A move toward splashy graphics
Maricle and Allen say they’ve both seen a trend in the past decade that clients are spending more money on their flooring graphics packages. “We have seen the graphics packages change, and different ways to apply the graphics,” Maricle says.
Allen says his company in Texas, which he started in 1997, has helped rural communities transform their basic courts into splashy surfaces. “We started off with small schools, and a lot of these rural communities, they had a basic court,” Allen says. “We brought in big oversized logos, letters. We have a process that we do that we call bleaching on every one of our floors. We just tried to bring that stuff in to give the rural community kids a gym that they see on TV.”
Maricle says Cincinnati is also working on a few high school floors that look less like a prep floor and more like the pros. “A couple of the high school floors that we’re doing, the graphics package has been thought out, looked at, evaluated and re-evaluated — that has come out with some really cool graphics that we haven’t done a lot of, with different stains. And we do colored stains that are pretty unique.”
Staining has gained popularity for sports flooring because it can keep the wood looking pristine, longer. “I think it’s come from a number of reasons,” says Maricle. “For us in particular, in our part of the country, the floor moves a lot, expands and contracts. When you put a solid painted area, when the floor expands and contracts, it’ll fracture that paint, and many of the owners aren’t crazy about the paint fracturing. There’s nothing we can do; the paint isn’t going to hold the floor together. The difference between painting it and staining it is that those [stained] colors remain fast.”
Staining is a little more expensive than painting, but Maricle says that if a client is considering a design with solid-colored areas, he’ll discuss staining versus painting options.
A few routine maintenance steps — avoiding moisture on the floor and not using power scrubbers that require water — can help operators keep their sports floors looking spiffy. And while gyms can’t avoid some accidents, such as water on their floor, there are the avoidable offenders — back to tape: “We just cringe when we walk in” and see tape, Allen explains. “My guys are all trained, and they’ll try to pull the tape up slowly, and to use mineral spirits to weaken the tackiness of it, but you never know. I’ve had it where it didn’t peel any finish — and I’ve had them peel every bit of it off all the way to the raw wood.”
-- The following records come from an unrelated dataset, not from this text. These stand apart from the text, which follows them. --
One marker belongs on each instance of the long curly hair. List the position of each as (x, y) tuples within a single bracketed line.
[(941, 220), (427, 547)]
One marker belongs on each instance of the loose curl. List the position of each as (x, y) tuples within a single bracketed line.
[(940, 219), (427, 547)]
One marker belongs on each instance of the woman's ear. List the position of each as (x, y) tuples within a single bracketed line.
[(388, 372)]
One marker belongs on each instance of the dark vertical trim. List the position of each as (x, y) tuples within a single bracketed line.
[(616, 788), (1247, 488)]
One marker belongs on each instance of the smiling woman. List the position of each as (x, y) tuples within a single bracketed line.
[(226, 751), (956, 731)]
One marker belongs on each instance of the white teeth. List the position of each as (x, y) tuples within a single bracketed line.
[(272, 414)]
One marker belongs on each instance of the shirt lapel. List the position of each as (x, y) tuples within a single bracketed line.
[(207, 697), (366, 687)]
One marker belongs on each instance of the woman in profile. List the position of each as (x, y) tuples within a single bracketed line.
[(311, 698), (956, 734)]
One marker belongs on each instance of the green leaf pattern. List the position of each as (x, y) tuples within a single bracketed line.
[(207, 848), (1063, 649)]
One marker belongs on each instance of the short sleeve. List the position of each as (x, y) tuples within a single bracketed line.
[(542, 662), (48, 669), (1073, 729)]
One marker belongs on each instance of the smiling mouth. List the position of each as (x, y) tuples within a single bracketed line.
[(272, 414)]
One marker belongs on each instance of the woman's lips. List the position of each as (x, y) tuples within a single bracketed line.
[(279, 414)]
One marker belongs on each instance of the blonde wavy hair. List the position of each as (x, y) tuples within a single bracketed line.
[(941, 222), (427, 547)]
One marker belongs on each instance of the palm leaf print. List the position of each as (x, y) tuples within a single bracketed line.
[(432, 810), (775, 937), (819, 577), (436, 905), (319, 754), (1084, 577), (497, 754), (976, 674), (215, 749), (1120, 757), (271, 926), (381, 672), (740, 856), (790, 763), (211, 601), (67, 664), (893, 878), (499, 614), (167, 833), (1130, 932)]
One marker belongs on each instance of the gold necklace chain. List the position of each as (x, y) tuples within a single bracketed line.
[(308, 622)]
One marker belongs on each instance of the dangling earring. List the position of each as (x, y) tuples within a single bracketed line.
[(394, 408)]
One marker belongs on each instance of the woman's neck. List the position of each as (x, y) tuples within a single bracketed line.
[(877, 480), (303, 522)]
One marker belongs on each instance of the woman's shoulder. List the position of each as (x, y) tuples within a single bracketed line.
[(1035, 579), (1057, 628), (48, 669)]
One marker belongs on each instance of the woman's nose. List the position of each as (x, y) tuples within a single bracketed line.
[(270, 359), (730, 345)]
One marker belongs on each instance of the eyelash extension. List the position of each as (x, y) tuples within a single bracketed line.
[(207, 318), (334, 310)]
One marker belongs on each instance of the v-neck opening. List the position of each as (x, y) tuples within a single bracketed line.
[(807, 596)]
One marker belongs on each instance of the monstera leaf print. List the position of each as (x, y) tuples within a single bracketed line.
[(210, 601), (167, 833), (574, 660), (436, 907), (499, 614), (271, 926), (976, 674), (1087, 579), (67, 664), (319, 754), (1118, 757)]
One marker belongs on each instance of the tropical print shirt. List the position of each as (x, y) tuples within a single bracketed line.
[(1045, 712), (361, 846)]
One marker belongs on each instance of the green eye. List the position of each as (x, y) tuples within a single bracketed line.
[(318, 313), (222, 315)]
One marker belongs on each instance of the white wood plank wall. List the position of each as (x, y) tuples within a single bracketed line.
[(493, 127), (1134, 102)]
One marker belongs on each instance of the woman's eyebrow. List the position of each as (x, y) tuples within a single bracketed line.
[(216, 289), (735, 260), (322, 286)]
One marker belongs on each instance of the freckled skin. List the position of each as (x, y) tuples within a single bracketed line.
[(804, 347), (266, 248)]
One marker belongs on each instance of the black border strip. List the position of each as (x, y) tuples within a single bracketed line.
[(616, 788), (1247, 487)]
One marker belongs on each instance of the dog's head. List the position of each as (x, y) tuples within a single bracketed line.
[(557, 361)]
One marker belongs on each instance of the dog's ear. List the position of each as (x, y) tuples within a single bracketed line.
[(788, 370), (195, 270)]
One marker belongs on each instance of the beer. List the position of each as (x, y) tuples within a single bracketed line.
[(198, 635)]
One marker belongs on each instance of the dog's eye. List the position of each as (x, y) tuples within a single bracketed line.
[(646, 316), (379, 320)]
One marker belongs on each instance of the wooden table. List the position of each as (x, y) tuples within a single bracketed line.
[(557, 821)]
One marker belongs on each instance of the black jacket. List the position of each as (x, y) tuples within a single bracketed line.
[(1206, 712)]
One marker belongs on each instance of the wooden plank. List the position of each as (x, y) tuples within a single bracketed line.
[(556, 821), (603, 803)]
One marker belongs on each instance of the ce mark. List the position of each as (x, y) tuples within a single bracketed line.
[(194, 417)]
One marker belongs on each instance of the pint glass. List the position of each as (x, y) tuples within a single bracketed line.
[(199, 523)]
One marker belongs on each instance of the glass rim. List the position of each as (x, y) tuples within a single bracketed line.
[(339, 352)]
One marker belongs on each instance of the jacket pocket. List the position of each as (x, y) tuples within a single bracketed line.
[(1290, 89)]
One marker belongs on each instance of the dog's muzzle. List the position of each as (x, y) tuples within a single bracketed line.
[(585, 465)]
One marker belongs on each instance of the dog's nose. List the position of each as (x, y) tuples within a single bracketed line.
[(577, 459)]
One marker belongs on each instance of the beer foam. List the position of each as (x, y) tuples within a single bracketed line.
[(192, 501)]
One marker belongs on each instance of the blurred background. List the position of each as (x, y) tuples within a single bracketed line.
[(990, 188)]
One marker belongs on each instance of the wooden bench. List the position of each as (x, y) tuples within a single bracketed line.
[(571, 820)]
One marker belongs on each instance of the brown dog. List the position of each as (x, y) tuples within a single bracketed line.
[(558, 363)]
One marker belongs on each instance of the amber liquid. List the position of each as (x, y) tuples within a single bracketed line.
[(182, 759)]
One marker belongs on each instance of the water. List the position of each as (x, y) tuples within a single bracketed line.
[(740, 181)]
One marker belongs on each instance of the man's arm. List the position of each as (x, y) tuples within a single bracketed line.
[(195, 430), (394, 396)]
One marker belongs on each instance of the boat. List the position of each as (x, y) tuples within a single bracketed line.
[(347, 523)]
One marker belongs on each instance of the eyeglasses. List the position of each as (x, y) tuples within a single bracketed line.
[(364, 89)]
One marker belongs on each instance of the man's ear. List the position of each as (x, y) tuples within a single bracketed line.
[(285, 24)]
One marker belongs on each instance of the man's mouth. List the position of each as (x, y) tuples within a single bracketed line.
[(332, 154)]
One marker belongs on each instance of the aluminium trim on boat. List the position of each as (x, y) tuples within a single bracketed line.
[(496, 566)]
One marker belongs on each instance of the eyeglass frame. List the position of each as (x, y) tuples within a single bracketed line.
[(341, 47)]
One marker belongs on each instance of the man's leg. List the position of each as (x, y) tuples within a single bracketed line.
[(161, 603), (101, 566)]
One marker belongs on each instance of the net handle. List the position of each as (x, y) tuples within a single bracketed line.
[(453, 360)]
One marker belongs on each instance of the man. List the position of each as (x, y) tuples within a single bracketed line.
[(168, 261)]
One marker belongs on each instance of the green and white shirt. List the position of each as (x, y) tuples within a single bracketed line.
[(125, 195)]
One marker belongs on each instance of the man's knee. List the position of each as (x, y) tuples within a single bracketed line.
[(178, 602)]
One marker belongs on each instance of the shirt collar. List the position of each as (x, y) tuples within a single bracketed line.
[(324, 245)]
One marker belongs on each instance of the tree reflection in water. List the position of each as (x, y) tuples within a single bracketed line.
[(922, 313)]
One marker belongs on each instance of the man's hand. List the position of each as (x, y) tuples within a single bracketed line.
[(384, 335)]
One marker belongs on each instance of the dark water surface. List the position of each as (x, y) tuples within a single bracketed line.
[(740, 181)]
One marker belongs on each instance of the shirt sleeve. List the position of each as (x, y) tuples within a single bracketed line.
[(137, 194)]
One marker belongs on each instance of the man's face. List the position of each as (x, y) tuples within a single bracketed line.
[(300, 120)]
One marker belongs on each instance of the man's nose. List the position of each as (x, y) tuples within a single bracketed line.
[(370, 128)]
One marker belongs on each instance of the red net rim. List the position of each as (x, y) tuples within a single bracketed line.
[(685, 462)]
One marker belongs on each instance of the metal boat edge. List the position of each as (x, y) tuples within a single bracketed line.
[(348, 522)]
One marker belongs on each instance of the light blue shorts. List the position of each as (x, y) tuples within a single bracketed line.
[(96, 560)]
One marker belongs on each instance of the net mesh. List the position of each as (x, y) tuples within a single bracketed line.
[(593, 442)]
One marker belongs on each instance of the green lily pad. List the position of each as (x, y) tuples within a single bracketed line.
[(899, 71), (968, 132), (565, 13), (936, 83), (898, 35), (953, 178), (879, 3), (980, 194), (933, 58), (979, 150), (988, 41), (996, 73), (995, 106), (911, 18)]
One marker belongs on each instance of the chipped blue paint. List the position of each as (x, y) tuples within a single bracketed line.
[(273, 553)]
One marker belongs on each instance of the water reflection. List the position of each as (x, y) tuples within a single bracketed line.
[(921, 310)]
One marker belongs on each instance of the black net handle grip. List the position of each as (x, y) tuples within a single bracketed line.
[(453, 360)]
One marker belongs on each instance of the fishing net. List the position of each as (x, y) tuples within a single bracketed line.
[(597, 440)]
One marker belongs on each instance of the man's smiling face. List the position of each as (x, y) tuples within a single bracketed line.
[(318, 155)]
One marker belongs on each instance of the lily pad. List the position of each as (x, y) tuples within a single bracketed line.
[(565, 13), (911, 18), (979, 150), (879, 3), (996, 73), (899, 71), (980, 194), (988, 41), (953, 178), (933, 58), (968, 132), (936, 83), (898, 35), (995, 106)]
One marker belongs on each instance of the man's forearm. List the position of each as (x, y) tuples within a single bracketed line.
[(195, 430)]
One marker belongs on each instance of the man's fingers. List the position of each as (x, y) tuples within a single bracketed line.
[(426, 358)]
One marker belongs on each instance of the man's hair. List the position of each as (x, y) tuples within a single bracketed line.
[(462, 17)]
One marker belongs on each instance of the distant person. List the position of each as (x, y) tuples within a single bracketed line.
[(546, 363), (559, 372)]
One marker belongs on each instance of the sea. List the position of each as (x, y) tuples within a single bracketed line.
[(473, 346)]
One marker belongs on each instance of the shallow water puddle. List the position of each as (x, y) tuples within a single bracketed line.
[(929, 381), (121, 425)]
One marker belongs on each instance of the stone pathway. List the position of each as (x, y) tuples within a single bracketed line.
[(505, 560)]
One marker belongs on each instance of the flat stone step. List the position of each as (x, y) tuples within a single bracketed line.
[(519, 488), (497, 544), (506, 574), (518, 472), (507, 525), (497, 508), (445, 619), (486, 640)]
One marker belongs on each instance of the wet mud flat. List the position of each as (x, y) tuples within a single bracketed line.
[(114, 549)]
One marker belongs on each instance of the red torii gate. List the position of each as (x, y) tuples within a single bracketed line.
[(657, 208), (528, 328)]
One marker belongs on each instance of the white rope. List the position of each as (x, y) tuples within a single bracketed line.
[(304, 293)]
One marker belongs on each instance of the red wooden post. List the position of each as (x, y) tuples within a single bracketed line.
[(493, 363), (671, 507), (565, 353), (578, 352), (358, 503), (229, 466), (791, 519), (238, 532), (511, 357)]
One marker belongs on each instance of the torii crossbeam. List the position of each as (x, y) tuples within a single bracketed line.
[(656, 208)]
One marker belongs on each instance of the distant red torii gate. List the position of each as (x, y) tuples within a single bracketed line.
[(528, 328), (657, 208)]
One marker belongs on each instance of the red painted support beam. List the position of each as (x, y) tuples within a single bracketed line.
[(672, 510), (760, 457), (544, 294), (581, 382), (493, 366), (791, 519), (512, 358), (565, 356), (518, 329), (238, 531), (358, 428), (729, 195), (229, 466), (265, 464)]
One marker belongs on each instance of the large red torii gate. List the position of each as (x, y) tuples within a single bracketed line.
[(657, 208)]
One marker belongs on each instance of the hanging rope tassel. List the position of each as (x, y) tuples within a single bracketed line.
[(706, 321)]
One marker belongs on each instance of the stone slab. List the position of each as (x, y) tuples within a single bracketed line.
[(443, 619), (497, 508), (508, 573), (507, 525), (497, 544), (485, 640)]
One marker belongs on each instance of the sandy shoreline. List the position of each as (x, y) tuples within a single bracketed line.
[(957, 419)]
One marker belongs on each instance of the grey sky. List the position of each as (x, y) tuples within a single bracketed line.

Previous to his flooring career, Allen was a coach himself (who confesses to using tape at the time), and says he has found multiple ways to help coaches run drills without putting offensive adhesive down on the finish. One way is to paint lines for certain drills in a color the student-athletes can see on the floor — such as tan on a light-colored floor — that the coach can use during practice, but that’s not visible from the stands on game day. He also suggests dry erase marker can be used for more temporary or flexible drill outlining. But the risk of getting tape-related damage is that “most of the time, it’s deep and the only way you’re ever going to make that look right again is to resurface the gym.”